I have a mansory-grid in a pdf-page. The grid is choosen randomly, so i do not know how much upright cells or cross cells I have to fill. In my list I have all images that I want to proceed, each marked if it is upright or cross. My approach is now:

获取页面的网格

遍历列表并使用适合下一个网格单元的图像.

从列表中删除该图像

继续下一个单元格.

如果页面上的网格已填充，请继续下一页(步骤1)

为了测试我的方法，我使用了以下脚本:

To test my approach, I used the following script:

imageSet = [1, 2, 3, 4, 5, 6, 7, 8, 9, 10, 11, 12, 13, 14, 15, 16] def fillLayout(images): print("Images in Stack", len(images)) # Base condition to leave recursion if len(images) == 0: print("finished") return 1 idx = 0 for image in images: print(" index: ", idx, "item: ", image) del(images[idx]) # This marks the point, image is used on the cell layout and can be removed idx += 1 if idx == 5: print("break at idx: ", idx) idx = 0 break # This marks the point, grid is filled, proceed with the next page fillLayout(images) fillLayout(imageSet)

我得到以下输出:

Images in Stack 16 index: 0 item: 1 index: 1 item: 3 index: 2 item: 5 index: 3 item: 7 index: 4 item: 9 break at idx: 5 Images in Stack 11 index: 0 item: 2 index: 1 item: 6 index: 2 item: 10 index: 3 item: 12 index: 4 item: 14 break at idx: 5 Images in Stack 6 index: 0 item: 4 index: 1 item: 11 index: 2 item: 15 Images in Stack 3 <-- from now it does not proceed as expected index: 0 item: 8 index: 1 item: 16 Images in Stack 1 index: 0 item: 13 Images in Stack 0 finished

我想要的是

... Images in Stack 6 index: 0 item: 4 index: 1 item: 11 index: 2 item: 15 index: 0 item: 8 index: 1 item: 16 break at idx: 5 Images in Stack 1 index: 0 item: 13 finished

任何想法，我缺少什么，或如何解决我的问题.

Any ideas what I am missing, or how to solve my problem.

推荐答案

对于我来说，目前尚不清楚，是否有意在每次通过时跳过项目，或者这是代码的副作用，是否是偶然的.也就是说，对我来说，这似乎是一个错误，但也许它是功能而不是错误.

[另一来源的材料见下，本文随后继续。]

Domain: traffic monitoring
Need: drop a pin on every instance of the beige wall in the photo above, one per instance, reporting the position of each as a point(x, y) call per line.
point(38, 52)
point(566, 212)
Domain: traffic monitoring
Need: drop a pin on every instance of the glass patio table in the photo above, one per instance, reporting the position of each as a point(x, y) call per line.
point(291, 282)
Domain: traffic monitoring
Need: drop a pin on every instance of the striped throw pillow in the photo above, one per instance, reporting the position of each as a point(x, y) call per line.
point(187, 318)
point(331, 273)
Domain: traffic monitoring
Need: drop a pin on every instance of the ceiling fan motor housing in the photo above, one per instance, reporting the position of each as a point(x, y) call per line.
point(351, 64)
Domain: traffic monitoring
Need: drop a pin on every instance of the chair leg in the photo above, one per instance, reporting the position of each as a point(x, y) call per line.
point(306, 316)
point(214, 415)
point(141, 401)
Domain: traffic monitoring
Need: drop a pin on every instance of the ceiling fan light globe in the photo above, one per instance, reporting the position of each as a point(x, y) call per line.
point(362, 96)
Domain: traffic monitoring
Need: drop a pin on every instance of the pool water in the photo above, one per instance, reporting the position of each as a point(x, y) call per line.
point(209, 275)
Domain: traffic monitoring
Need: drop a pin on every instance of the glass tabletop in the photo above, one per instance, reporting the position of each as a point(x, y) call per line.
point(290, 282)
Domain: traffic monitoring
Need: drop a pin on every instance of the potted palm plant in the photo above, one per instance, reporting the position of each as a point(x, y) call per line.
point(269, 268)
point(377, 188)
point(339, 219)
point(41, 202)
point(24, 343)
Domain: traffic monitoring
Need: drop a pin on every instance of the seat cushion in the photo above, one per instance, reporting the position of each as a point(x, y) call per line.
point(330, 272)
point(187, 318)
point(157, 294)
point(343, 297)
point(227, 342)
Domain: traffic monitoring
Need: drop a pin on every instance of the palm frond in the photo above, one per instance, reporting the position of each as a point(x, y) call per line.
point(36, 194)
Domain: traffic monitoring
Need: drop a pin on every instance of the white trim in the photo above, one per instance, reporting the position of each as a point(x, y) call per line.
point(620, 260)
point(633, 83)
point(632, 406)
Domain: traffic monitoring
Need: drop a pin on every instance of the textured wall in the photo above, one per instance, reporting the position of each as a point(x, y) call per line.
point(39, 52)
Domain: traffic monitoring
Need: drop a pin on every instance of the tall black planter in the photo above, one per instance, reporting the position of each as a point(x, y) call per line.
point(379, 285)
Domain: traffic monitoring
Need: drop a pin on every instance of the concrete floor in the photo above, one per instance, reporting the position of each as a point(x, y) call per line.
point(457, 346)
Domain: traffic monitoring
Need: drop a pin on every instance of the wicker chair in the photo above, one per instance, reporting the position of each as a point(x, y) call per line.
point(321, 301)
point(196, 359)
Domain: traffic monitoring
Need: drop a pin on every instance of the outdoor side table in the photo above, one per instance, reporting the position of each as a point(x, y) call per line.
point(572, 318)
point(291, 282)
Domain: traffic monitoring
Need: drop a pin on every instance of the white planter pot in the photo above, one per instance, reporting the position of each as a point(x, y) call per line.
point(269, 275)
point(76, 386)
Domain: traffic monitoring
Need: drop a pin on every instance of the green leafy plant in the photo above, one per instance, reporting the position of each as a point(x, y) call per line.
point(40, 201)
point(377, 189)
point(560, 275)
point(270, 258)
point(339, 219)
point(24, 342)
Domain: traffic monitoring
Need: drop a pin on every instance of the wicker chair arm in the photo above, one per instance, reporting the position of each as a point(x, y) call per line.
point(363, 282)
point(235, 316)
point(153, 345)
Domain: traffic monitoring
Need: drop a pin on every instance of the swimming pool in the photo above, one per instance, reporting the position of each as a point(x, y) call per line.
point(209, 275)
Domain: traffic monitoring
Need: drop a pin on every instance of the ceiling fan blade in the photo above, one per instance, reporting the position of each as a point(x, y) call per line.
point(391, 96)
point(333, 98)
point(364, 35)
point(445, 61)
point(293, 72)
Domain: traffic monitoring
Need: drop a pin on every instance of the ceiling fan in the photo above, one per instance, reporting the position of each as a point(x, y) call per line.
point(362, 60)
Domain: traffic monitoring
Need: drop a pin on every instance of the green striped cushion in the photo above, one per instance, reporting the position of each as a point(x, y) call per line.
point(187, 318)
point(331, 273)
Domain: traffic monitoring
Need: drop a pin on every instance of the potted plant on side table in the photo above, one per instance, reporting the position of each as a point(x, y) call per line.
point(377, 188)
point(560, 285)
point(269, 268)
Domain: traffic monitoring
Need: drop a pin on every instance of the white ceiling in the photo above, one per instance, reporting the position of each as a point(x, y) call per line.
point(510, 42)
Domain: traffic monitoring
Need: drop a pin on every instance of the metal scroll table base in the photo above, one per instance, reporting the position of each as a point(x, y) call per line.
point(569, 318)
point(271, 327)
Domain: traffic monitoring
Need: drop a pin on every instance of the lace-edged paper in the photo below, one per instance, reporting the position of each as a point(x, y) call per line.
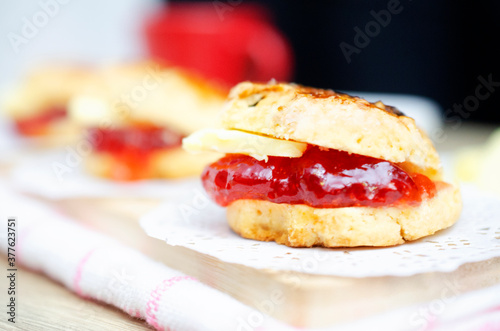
point(200, 225)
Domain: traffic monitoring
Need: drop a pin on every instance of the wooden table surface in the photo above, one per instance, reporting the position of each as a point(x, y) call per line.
point(46, 305)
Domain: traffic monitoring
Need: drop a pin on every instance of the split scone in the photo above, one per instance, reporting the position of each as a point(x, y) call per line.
point(136, 116)
point(38, 105)
point(308, 167)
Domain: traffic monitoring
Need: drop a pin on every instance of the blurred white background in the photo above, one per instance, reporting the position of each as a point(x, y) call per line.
point(91, 32)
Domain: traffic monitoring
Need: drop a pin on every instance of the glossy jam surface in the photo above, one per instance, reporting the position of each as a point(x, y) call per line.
point(132, 148)
point(38, 125)
point(320, 179)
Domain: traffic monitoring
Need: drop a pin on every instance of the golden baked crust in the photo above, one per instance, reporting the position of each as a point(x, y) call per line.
point(304, 226)
point(333, 120)
point(149, 92)
point(170, 163)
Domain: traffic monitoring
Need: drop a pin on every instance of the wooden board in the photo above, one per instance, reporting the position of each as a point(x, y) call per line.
point(43, 305)
point(309, 300)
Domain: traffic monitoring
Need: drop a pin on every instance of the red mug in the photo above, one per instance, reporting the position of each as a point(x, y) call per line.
point(228, 44)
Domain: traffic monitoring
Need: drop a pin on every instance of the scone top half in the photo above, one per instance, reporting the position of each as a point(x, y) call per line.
point(332, 120)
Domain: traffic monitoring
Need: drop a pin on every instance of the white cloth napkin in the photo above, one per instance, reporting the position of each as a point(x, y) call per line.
point(98, 267)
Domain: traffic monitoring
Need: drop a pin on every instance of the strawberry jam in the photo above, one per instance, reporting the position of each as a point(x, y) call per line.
point(38, 125)
point(321, 178)
point(132, 148)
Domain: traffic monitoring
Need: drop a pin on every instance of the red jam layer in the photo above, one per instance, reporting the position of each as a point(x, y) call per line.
point(38, 125)
point(320, 178)
point(132, 148)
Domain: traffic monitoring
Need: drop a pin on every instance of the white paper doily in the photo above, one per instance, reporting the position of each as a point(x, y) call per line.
point(40, 175)
point(199, 224)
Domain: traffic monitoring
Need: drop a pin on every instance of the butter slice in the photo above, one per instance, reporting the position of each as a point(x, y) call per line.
point(89, 111)
point(240, 142)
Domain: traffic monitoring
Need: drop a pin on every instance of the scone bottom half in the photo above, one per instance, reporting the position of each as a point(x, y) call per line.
point(287, 180)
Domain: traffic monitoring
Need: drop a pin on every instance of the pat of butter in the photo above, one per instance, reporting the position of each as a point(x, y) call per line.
point(240, 142)
point(89, 110)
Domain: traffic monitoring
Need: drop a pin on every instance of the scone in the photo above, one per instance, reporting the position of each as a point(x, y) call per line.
point(309, 167)
point(136, 115)
point(38, 106)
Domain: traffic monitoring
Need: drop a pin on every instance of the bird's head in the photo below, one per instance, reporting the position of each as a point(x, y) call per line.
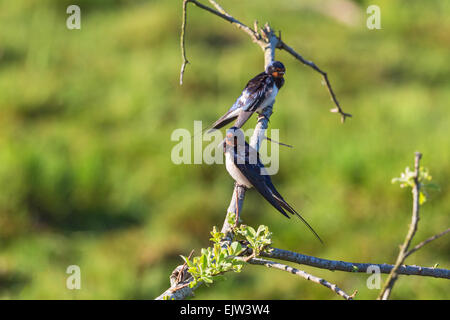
point(235, 137)
point(276, 69)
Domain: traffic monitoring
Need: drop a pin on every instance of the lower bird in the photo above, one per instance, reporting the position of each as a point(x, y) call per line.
point(243, 164)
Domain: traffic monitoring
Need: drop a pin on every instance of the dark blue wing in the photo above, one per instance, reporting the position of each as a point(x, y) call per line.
point(265, 187)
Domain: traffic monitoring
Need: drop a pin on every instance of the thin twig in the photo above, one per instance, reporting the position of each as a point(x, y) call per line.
point(420, 245)
point(267, 41)
point(182, 41)
point(311, 64)
point(356, 267)
point(303, 274)
point(389, 284)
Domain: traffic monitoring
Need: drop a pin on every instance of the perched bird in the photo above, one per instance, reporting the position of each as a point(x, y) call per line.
point(243, 164)
point(259, 93)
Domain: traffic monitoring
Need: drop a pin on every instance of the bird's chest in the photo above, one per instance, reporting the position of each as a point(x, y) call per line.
point(269, 98)
point(234, 171)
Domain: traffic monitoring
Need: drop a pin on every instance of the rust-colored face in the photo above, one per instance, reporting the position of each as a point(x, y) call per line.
point(231, 139)
point(278, 73)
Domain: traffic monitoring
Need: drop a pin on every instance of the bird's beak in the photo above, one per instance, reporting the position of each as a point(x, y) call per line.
point(278, 74)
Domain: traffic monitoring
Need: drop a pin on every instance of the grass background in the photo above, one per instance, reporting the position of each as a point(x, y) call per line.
point(85, 123)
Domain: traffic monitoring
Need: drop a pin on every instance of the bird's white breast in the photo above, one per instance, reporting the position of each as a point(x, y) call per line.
point(270, 98)
point(234, 171)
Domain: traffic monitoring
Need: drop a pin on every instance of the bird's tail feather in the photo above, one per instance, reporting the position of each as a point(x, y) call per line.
point(286, 206)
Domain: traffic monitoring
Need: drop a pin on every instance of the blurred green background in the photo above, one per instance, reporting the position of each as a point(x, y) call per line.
point(86, 118)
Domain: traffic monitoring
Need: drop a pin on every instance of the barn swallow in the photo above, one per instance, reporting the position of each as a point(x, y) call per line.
point(243, 164)
point(259, 93)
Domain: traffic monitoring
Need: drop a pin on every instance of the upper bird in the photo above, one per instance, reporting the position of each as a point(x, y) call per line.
point(259, 93)
point(243, 164)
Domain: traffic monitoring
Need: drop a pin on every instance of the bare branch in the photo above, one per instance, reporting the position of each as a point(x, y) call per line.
point(267, 41)
point(420, 245)
point(336, 265)
point(387, 288)
point(182, 41)
point(303, 274)
point(311, 64)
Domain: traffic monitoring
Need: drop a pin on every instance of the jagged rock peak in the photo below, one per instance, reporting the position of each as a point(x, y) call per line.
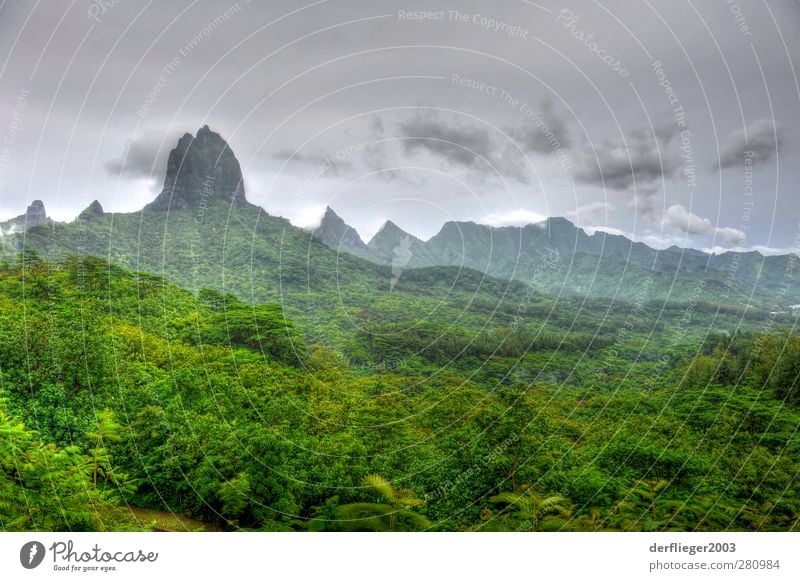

It's somewhat unclear to me if you are intentionally trying to skip items on each pass or if that's accidental on your part as a side effect of your code. That is, it looks like a bug to me, but maybe it's a feature and not a bug.

如果我想从列表中作为一个组删除5个项目并对其进行处理，然后递归该函数，则可以这样做:

If I wanted to remove 5 items from a list as a group and do something with them then recurse the function, I'd do this:

def fill_layout(images): out_items = [] while len(out_items) <5 and images: out_items.append(images.pop(0)) # do something to your 5 or less items in out_items if images: fill_layout(images)

请注意，您无需递归，只需处理函数中的所有内容即可.此外，您可以将列表切成5个长度，然后随手处理每个长度.您的方法有很多人为的复杂性，我不知道您的示例实际上需要多少—因此，我这样做是为了保留5个一组，从列表中删除并递归.可能有更简单的方法来做您想要的事情.

Note, you don't need to recurse, you could just handle everything in the function. Further, you could just slice the list into 5 lengths and handle each one as you go. There is a lot of artificial complexity in your method and I don't know how much is actually needed from your example -- so I did this to keep the groups of 5, remove from list and recurse. There are probably simpler ways to do what you want.